Biosphere : l’intelligence est multiple et cela ne peut être mesuré par un QI, simple mesure culturelle dans une société donnée. Quelle est la capacité relationnelle et émotionnelle de Laurent Alexandre ou du singe « augmenté ». Il faut admirer l’intelligence des mains plutôt que les billevesées du cerveau ; il faut savoir que les animaux ont déjà leurs formes d’intelligence, et souvent des performances que ne peuvent atteindre les humains par leurs propres moyens. Ne faisons pas de futurologie pour un avenir improbable. Apprenons plutôt à vivre en bonne entente avec nos animaux d’élevage et à laisser en paix les animaux sauvages.
Devrait-on décréter un monopole de l’intelligence conceptuelle à notre espèce et aux ordinateurs dotés d’intelligence artificielle ?
Biosphere : Eh oui. Les transhumanistes comme Laurent Alexandre rêvent d’une synthèse entre notre espèce et l’intelligence artificielle. Les animaux augmentés de cet article ne sont qu’un prétexte pour mieux fait avaler l’idée de « l’humain augmenté ». La « révolution » NBIC veut abolir les limites qui nous séparent des machines. Or jusqu’à preuve du contraire, le règne des machines, pilotées plus ou moins par l’homme, a détérioré la planète et l’ensemble des formes du vivant. Quel exploit !
L’accession à l’intelligence ne signifie-elle pas l’accession à une dignité égale à celle de tout humain ?
Biosphere : L’intelligence d’Hitler ou Staline n’avait rien à voir avec l’idée de dignité. Les capacités d’empathie et le respect d’autrui n’ont rien à voir avec la grosseur du cerveau. Laurent Alexandre n’a aucune notion sur la socialisation nécessaire à l’intelligence envers autrui, il préfère injecter des cellules gliales cérébrales humaines à des singes.
Quelle place faudra-t-il reconnaître aux animaux augmentés et aux robots dans nos institutions ?
Biosphere : Nous espérons que la poubelle de Laurent Alexandre est assez grande pour recevoir la grandeur de ses lubies.
Conclusion : Pour Laurent Alexandre, la validité de l’expérience pour faire des souris « augmentées » allait de soi. Il est président de DNAVision, donc gagne sa vie avec les NBIC. Etonnant que LE MONDE lui offre une tribune régulière qui peut se faire sans opposition alors qu’un article de journaliste essaye d’envisager les points de vue contraires. LE MONDE serait-il un repère de trans-humanistes ?
* LE MONDE SCIENCE ET TECHNO du 24 février 2015, Quelle place pour les animaux augmentés ?
Oui en effet toutes ces ambitions « sciencefictionnesques » font peur.

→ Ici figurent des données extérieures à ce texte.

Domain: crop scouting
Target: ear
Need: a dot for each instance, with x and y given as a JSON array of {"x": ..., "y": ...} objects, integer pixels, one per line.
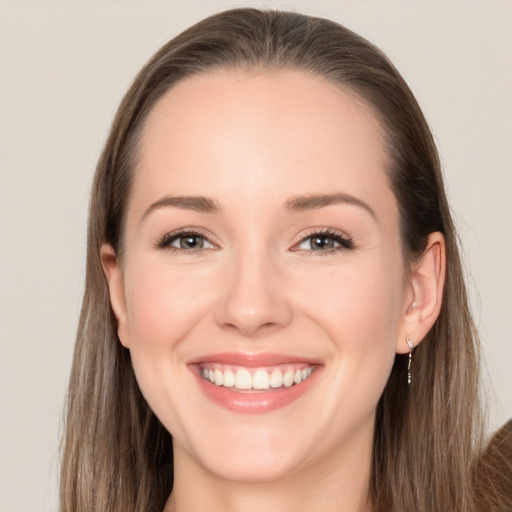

On songe inévitablement à la petite souris Algernon (Voir le film « Des fleurs pour Algernon ») et à son suivant humain tout également condamné par ce genre de délire et de fuite en avant technologique.
Par pitié, laissons la nature s’occuper de l’intelligence et ne cherchons pas à agir en la matière. Il est bien difficile de définir l’intelligence mais il n’est pas trop dur de comprendre que nous irions à coup sûr vers la bêtise en tentant de satisfaire de tels fantasmes.